Stories Don't Tell Themselves
Storytelling was a big topic at VisWeek this year: there was a workshop, a panel, and at least one paper about how to tell stories with visualization. One sentence I heard over and over was, "this photo/visualization/illustration tells a great story." But pictures don't tell stories, people do. An image, a visualization, data, etc. can only be the material the story is made from. I think it's going to be important for visualization to understand this fundamental difference.
Time
Stories, in general, require time. When there is no change, there's no story. A static scene can only be described, not told, no matter how much detail is given or how vivid the description may be. That is why the image at the top of this posting (from a very clever New York Times animation) tells a story, and the one below does not (click for a larger version).
This is Minard's famous map of Napoleon's march to Moscow, which Edward Tufte considers the best visualization ever made. It is also often described as telling a great story of loss and suffering. But put yourself into the position of somebody who doesn't know what this is about. What does it really tell you? You first need to figure out what the image even represents. Once you know that the width of the line represents troop strength (from 400,000 at the beginning to a mere 10,000 at the end) and the chart at the bottom shows temperatures (all of which are below freezing), you can start to think about what stories might have played out.
But this is where the visualization ends and your imagination begins. The image does not tell you any stories, all it shows you how many men Napoleon had at the beginning and at different stages during his campaign, and what the temperatures were. The story is not in the image.
Terminology
If we want to throw around literary terms, the correct one to describe these visualizations is a vignette: a brief, impressionistic description of a scene that makes us wonder what happened (or what is about to happen next). The vignette is not a story, it just sets the stage and provides the materials (actors, etc.) for the story. But we have to make it up ourselves.
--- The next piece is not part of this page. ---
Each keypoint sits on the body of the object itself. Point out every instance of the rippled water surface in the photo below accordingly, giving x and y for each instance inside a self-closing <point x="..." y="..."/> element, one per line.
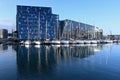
<point x="65" y="62"/>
Providing the material for a story is what a visualization can do well: it shows the phenomena, and gives us a reason to talk about them. In many cases, we will need additional information to tell a good story, drawing on our own or other people's background knowledge, research, etc. It also provides a great backdrop to point to when we need evidence to connect our story to reality. After all, visualization stories usually are meant to describe what actually happened.
Timidity
It's interesting that by claiming that the visualization tells a story, the person actually doing it takes a step back and pretends not to be there. When Martin Wattenberg told all those stories about Wikipedia edits using his visualization on the storytelling panel, he was the one actually doing the storytelling. But he kept insisting that the visualization was telling the story.
There is a lot to think about here: authorship, responsibility, objectivity, voice, etc. But it's clear that we cannot hide behind our visualizations, just like the puppeteer cannot pretend that his puppets are acting all by themselves.
Posted by Robert Kosara on November 7, 2010.